Understanding System Architecture

Metacloud Compute contains several main components.

  • The cloud controller—represents the global state and interacts with the other components. The API server acts as the web services front end for the cloud controller. The compute controller provides compute server resources and usually also contains the Compute service.

  • An auth manager—provides authentication and authorization services when used with the Compute system; you can also use Metacloud Identity as a separate authentication service instead.

  • A volume controller—provides fast and permanent block-level storage for the compute servers.

  • The network controller—provides virtual networks to enable compute servers to interact with each other and with the public network. You can also use Metacloud Networking instead.

  • The scheduler—selects the most suitable compute controller to host an instance.

Compute uses a messaging-based, shared nothing architecture. All major components exist on multiple servers, including the compute, volume, and network controllers, and the Object Storage or Image service. The state of the entire system is stored in a database. The cloud controller communicates with the internal object store using HTTP, but it communicates with the scheduler, network controller, and volume controller using Advanced Message Queuing Protocol (AMQP). To avoid blocking a component while waiting for a response, Compute uses asynchronous calls, with a callback that is triggered when a response is received.

Metacloud Architecture

Hypervisors

Compute controls hypervisors through an API server. Selecting the best hypervisor to use can be difficult, and you must take budget, resource constraints, supported features, and required technical specifications into account. However, the majority of Metacloud development is done on systems using KVM hypervisors.

Working with Projects, Users, and Roles

The Compute system is designed to be used by different consumers in the form of projects on a shared system, and role-based access assignments. Roles control the actions that a user is allowed to perform.

Projects are isolated resource containers that form the principal organizational structure within the Compute service.

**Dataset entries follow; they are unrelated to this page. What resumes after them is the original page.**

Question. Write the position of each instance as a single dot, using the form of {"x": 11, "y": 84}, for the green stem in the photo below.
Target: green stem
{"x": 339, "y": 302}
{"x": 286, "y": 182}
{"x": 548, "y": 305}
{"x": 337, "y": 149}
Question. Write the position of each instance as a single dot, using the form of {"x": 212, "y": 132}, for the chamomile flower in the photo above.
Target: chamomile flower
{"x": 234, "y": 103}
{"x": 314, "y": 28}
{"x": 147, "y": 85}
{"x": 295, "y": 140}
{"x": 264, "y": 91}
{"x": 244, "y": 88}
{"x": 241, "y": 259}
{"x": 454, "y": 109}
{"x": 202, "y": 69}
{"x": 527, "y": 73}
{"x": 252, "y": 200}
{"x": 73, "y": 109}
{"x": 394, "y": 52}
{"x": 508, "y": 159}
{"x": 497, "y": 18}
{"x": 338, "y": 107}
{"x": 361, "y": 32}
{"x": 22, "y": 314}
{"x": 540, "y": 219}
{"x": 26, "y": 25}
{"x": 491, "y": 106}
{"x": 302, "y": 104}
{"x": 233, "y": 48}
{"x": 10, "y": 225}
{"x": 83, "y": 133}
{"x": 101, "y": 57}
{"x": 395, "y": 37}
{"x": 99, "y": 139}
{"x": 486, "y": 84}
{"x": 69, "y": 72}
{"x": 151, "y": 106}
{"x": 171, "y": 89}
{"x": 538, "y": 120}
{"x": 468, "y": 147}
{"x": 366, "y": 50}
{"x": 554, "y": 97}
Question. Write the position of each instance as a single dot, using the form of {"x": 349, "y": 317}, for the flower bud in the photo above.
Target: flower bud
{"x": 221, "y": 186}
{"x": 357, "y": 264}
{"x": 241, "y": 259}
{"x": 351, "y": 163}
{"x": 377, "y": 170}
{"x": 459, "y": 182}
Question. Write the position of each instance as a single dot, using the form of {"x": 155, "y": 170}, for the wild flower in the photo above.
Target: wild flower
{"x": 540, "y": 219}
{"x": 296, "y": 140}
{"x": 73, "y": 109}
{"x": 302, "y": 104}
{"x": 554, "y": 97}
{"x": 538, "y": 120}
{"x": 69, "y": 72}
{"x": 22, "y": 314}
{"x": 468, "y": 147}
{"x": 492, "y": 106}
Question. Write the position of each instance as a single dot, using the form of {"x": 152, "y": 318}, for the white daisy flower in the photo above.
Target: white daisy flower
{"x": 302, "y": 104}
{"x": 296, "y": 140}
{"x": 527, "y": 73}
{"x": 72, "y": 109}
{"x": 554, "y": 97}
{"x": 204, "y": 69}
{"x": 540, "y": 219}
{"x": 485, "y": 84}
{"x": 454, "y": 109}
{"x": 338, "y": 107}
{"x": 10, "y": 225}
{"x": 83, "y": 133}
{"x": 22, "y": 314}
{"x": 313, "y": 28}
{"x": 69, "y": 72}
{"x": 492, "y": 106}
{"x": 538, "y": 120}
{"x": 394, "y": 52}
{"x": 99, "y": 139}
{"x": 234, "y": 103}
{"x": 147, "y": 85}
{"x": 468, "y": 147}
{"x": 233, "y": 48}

They consist of an individual VLAN, and volumes, instances, images, keys, and users. A user can specify the project by appending project_id to their access key. If no tenant is specified in the API request, Compute attempts to use a project with the same ID as the user.

For projects, you can use quota controls to limit the following:

  • Number of volumes that can be launched.
  • Number of processor cores and the amount of RAM that can be allocated.

  • Floating IP addresses assigned to any instance when it launches. This allows instances to have the same publicly accessible IP addresses.

  • Fixed IP addresses assigned to the same instance when it launches. This allows instances to have the same publicly or privately accessible IP addresses.

Roles control the actions a user is allowed to perform. There are two roles in Metacloud, Admin and Member. When listing roles with the CLI, you see _member_.

A project limits users’ access to particular images. Each user is assigned a user name and password. Keypairs granting access to an instance are enabled for each user, but quotas are set, so that each project can control resource consumption across available hardware resources.

Note
Metacloud uses the term project instead of tenant.

Using Block Storage

Metacloud provides two classes of block storage: ephemeral storage and persistent volume. The decision to use ephemeral or persistent storage is made before Metacloud deployment. In most cases ephemeral storage is used.

Ephemeral Storage

Ephemeral storage includes a root ephemeral volume and an additional ephemeral volume.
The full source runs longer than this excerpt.